Dave Harcourt, Chief Security Advisor for BT, commented:
Our latest quarterly update shows an overall drop in security incidents over our networks between October and December 2018.
We regularly see fluctuations in the number of attacks over any given time period, but unfortunately a decrease in quantity often does not indicate a decrease to the threat level. For example, the drop this past quarter may show a trend from organized crime groups to target their activity and to focus on lower numbers of higher value victims.
When criminals infect and control a large number of devices, they are able to build ‘botnets’, which can then be used to launch a huge number of simultaneous attacks. Botnets are used in many DDoS attacks, but the decrease in the number of attacks in this area likely shows that many botnet operators are turning their attention towards crypto-mining capability.
Computing power is fundamental to criminal’s success in mining cryptocurrency, and directing botnets towards this activity would indicate it is increasingly being seen as a more profitable avenue for criminals. It’s also likely perceived as ‘safer’ by criminals, as improvements in law enforcement around DDoS in the last 6 months have increased the likelihood of detection.
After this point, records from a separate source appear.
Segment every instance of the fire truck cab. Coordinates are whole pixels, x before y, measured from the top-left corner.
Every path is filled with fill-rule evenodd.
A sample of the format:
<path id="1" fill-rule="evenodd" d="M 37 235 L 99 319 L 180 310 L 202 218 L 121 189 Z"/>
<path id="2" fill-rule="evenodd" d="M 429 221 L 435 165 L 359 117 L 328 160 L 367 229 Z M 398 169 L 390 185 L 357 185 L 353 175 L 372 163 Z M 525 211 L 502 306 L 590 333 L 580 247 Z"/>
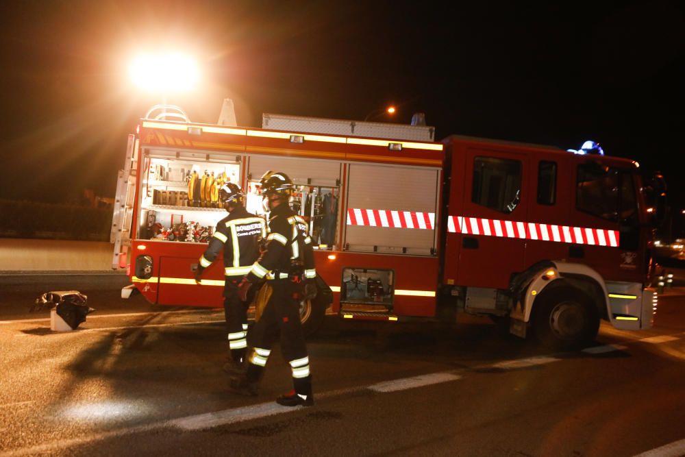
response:
<path id="1" fill-rule="evenodd" d="M 558 347 L 591 341 L 603 319 L 651 325 L 652 225 L 634 161 L 436 142 L 422 125 L 264 114 L 257 129 L 155 112 L 129 137 L 112 232 L 113 267 L 127 267 L 151 302 L 221 306 L 221 262 L 201 286 L 192 273 L 225 214 L 213 192 L 236 182 L 248 210 L 265 215 L 259 179 L 278 170 L 298 186 L 291 206 L 316 245 L 319 293 L 301 308 L 308 331 L 327 308 L 386 325 L 489 315 Z"/>

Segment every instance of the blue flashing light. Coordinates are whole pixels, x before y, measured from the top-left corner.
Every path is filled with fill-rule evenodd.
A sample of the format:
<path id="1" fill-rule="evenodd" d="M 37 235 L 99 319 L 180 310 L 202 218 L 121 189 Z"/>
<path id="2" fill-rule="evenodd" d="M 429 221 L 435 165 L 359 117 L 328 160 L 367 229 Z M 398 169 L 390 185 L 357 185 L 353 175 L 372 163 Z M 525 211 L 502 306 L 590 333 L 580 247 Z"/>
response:
<path id="1" fill-rule="evenodd" d="M 580 149 L 566 149 L 567 152 L 573 152 L 574 154 L 597 154 L 599 156 L 604 155 L 604 150 L 601 149 L 599 146 L 599 143 L 595 143 L 591 140 L 588 140 L 583 143 L 583 145 L 580 147 Z"/>

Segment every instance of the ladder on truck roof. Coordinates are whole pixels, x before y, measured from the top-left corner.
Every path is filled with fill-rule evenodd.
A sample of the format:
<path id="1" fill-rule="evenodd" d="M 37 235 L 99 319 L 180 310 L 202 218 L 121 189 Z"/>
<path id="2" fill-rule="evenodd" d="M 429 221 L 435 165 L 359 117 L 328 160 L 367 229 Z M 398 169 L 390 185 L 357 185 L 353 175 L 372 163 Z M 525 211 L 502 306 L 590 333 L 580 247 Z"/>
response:
<path id="1" fill-rule="evenodd" d="M 112 215 L 110 243 L 114 245 L 112 269 L 125 268 L 131 247 L 131 224 L 133 221 L 134 198 L 136 195 L 136 169 L 138 140 L 135 135 L 128 136 L 124 169 L 119 170 L 116 178 L 116 194 Z"/>

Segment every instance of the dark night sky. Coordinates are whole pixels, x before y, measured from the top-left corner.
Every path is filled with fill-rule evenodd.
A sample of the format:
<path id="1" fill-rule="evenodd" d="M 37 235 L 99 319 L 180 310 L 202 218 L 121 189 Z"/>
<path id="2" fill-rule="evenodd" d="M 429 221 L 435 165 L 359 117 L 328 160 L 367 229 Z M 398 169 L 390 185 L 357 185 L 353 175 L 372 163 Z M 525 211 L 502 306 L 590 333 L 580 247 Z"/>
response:
<path id="1" fill-rule="evenodd" d="M 160 101 L 130 87 L 128 60 L 181 48 L 203 84 L 169 101 L 197 122 L 216 122 L 225 97 L 251 126 L 393 102 L 397 121 L 424 112 L 438 138 L 593 139 L 664 171 L 682 206 L 683 3 L 521 3 L 4 2 L 0 197 L 112 195 L 126 134 Z"/>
The decrease in malware blocks over the last three months is also likely to be a consequence of the crypto-mining trend. We’re seeing less ransomware attacks delivered by malware, as attackers focus on crypto-mining as an easier and less-attributable activity.
We believe that the downturn in the number of phishing attacks and scam activity could well be as a result of the improvements brought about by the Active Cyber Defence programme. These include more usage of DMARC (Domain-based Message Authentication, Reporting and Conformance) and increased detections and filtering of suspicious mail traffic.